Cabinet has rejected calls by the Board of Directors to renew the contract of the Chief Executive of Motor Vehicle Accident Fund, Cross Kgosidiile.
The Board was also supported by the Ministry of Finance under which MVAF falls.
Initially Kgosidiile was told to leave by end of October, but a late minute intervention by some board members requesting cabinet to give him a reprieve saw him given two more months.
The Telegraph has learnt that cabinet was divided on Kgosidiile, after the line ministry recommended that his contract be renewed as he was the best performing CEO in the entire portfolio of parastatals under the Ministry of Finance.

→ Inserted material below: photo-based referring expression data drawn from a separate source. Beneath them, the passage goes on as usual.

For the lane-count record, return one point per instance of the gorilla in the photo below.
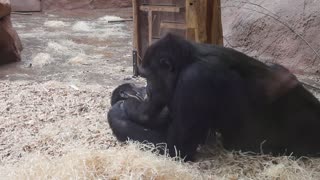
(203, 88)
(118, 118)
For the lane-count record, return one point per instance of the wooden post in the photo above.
(216, 32)
(150, 23)
(136, 32)
(203, 19)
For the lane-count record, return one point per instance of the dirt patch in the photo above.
(84, 4)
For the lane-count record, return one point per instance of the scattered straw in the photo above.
(41, 59)
(57, 130)
(81, 26)
(55, 24)
(110, 18)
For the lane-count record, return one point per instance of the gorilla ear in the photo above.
(167, 63)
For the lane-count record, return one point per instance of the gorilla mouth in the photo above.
(137, 96)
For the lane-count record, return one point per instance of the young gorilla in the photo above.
(208, 87)
(120, 122)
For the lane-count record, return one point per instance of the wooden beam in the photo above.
(196, 18)
(216, 32)
(173, 25)
(160, 8)
(150, 29)
(136, 33)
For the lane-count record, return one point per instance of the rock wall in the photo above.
(275, 31)
(84, 4)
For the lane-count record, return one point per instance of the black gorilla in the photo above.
(119, 121)
(208, 87)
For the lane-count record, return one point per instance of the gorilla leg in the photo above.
(123, 128)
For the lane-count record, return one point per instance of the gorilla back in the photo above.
(215, 88)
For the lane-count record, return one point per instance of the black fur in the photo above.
(208, 87)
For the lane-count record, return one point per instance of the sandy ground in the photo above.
(53, 104)
(57, 97)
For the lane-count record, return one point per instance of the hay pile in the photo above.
(57, 130)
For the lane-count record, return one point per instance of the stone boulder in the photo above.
(10, 44)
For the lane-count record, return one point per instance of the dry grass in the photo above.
(56, 130)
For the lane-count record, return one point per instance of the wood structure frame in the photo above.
(195, 20)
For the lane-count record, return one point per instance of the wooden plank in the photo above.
(196, 18)
(160, 8)
(136, 33)
(150, 26)
(26, 5)
(216, 24)
(173, 25)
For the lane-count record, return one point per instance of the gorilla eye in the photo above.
(166, 62)
(123, 94)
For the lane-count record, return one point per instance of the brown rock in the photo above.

But there were some in cabinet who argued strongly that Kgosidiile was too close to the Botswana Congress Party and could thus not be trusted.
The ruling Botswana Democratic party is still hurting and smarting from terrible performance at the General elections last year.
The entire public service has been accused of supporting the opposition and there is a clandestine purging exercise that is ongoing that includes not renewing contracts but also transferring those in the public service deemed ÔÇô rightly or wrongly ÔÇô to be sympathetic to opposition.
“At that cabinet meeting we had ministers who said a recent re-branding of MVAF has all the colours of the Botswana Congress Party. One minister was vehement that if Bobirwa is to be retained by the ruling party then Mr. Kgosidiile had to go as CEO of MVAF,” said a government official close to the developments.
Curiously, four years ago at the height of upheavals of the Botswana Democratic Party following the split, Kgosidiile was among a small of technocrats assembled by Minister Venson Moiotoi to brainstorm ways to save the BDP.
That group included among others Professor Thabo Fako, Dr Oupa Tsheko, Martin Makgatle and Fish Pabalinga.
Fako was to later become Vice Chancellor of the University of Botswana while Dr Tsheko fell out with the BDP after he was continually snubbed trying to become a Chief Executive in a number of parastatals, including the then Botswana Export Development and Investment authority (BEDIA).
He is now a ranking member of the opposition Umbrella for Democratic Change.
Pabalinga is Chairman of the powerful Communications and International Relations Sub-Committee of the BDP.
“The BDP is clear now that party membership is not enough. A CEO has to actively show what they have done for the party,” said another insider.
Another CEO of a government parastatal who will be leaving because they are viewed too sympathetic to Botswana Congress Party is Dr Patrick Molotsi who heads the Human Resource Development Council.
The Telegraph has seen a copy of a letter signed by Minister of Education, Unity Dow instructing the Council to advertise his position and come back to her with a list of at least three names from which to pick.
Dr Molotsi has been acting CEO since the Human Resource Development Council was created following the dissolution of its precursor, the Tertiary Education Council of which he was a long time CEO.
Also mostly likely to face the axe is the Executive Secretary of the Botswana Examinations Council, Professor Brian Mokopakgosi.
His loyalty to the ruling party has of late been a matter of intense debate especially at the Ministry of Education.
A person close to the debate surrounding what to do with Professor Mokopakgosi has said the issue of contention has to do with the fact that Mokopakgosi does not have a BDP membership card.
Troubles stoking Professor Mokopakgosi have a precedence.
A few years ago at the Botswana Defence Force, Major General Pius Mokgware was sacked following trumped up charges after he had resisted persistent calls on him to get a BDP membership card.
General Mokgware is today Member of Parliament for Gabane/Mmankgodi under the UDC ticket.